Experimental assessment of a coincident timing motor task of the arm under a passive mechanical perturbation

Abstract

There are many motor control aspects that must be taken into account for the design and application of rehabilitation robots and exoskeletons. In this respect the outcomes from behavioral motor control studies can provide relevant design criteria. In this context, to verify the level of motor learning and adaptation under the influence of mechanical perturbations, we used a coincident timing task. The task consisted of hitting with the hand a virtual target falling on the screen. The movement was performed in the horizontal plane and consisted of an elbow flexion to reach the real marker on a table. Sixteen volunteers were divided into two groups: 1-task without perturbation on the hand and, 2-task with a predictable mechanical perturbation on the hand. Data were analyzed by the percentage of correct responses and the tendency of the correct responses.
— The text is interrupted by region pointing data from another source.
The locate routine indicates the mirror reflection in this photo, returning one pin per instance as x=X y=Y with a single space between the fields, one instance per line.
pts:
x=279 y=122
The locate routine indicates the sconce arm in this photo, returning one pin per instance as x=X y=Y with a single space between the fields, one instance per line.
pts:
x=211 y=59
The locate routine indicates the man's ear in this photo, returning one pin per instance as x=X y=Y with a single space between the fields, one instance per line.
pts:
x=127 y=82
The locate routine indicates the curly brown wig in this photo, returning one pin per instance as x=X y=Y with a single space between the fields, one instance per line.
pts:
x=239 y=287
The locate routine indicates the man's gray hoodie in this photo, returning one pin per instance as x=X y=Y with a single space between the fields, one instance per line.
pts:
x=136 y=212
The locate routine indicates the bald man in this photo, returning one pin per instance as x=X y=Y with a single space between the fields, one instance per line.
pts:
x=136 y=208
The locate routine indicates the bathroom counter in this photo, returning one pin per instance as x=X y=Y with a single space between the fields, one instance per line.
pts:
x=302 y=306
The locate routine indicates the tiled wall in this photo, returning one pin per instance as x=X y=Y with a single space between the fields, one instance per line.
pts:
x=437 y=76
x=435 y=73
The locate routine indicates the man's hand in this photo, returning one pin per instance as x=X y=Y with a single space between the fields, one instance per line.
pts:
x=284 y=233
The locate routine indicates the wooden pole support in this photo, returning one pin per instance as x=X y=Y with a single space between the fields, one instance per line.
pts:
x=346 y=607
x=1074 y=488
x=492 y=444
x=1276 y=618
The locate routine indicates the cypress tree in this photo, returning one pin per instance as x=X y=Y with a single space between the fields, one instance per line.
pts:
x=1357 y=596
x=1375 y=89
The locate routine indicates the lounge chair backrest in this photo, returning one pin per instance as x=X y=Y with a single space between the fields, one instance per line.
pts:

In order to assess the duration as well as the velocity and acceleration of the movement, inertial sensors were used. The results showed a task performance improvement for group 2 when compared to group 1. Furthermore, group 1 showed a trend to delay on correct responses, while the trend in group 2 was to anticipate on correct responses. These results indicate that a predictable mechanical perturbation during learning this coincident timing task can improve the motor learning process and paves the way to further experiments with the use of an upper limb exoskeleton.